3:42PM February 24 2015
It’s an election year, which means for at least two months we’re going to be bombarded with carefully-crafted, focus-group-polished messages that are supposed to persuade us to go out and vote. Whether you’re a member of a “hard working family” or the “squeezed middle” – or maybe even a “skiver or a striver” – you’re going to be hit with everything they’ve got.
But if the political parties are trying so hard to get us to care, why do their efforts have the opposite effect? Since 1945, turnout for UK general elections has fallen from a high of 83.9% in 1950 to a low of 59.4% in 2001. Turnout for the 2010 general election was 65.1% – higher than the previous two elections, but still the third lowest since the introduction of universal suffrage. People simply don’t like or trust politicians and that’s down to that most elusive of qualities: authenticity.

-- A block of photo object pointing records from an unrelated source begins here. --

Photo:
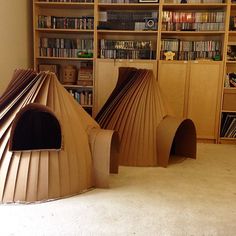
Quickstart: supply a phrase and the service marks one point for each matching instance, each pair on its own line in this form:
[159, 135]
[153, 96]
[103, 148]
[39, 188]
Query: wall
[16, 48]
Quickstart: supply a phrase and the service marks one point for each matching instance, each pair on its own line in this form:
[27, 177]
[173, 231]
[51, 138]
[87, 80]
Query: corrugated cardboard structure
[49, 146]
[148, 135]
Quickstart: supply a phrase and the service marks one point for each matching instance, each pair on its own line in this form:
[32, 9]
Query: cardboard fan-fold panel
[45, 142]
[136, 110]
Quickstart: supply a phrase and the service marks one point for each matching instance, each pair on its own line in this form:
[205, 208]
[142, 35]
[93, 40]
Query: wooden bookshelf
[61, 22]
[194, 88]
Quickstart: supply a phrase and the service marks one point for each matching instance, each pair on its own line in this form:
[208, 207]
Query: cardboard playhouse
[49, 146]
[149, 135]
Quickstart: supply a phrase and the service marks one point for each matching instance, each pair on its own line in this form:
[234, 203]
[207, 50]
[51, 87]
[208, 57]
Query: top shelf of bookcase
[194, 6]
[69, 5]
[120, 6]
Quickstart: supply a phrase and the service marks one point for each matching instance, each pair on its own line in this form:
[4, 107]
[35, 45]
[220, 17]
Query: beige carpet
[193, 197]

The funny thing is that authenticity is as simple as being confident enough to be yourself. Sounds easy, right?
So what stops politicians from being themselves? Fear. What if they don’t like me? What if this or that happens? When you’re fearful, you lack confidence. When you lack confidence, you’re more concerned about offending than inspiring. You find yourself making decisions based on the best worst-case scenario. You end up communicating in vaguely positive soundbites that won’t rock anyone’s world but won’t offend anyone either.
It’s the same for brands. Everybody’s looking for something real and authentic these days. We’ll seek it out and pay extra for it. It’s no coincidence that most confident brands have a strong founder at their heart (Virgin and Apple, for example). People who strike out on their own have uncommon levels of confidence. They are the embodiment of the brand and its values. This makes it easy for people to understand and engage with the brand. People get people – getting brands is trickier. Not every brand can have a figurehead either.
But confidence is still the key. “We want to appear confident, but not arrogant,” is something I often read in client briefs. Understandable; who wants to appear arrogant? But confident people and brands don’t agonise over whether they appear arrogant or not, because they’re confident they’re not arrogant. They are themselves. Some people love them, some people don’t, which is okay. But having an authentic brand that people can believe in starts with liking and being proud of it.
Letting go of fear and not marketing to the lowest common denominator is the start – and yes, it takes courage, trust and confidence in your brand.
The answer has always been easy. Doing it is the tough bit.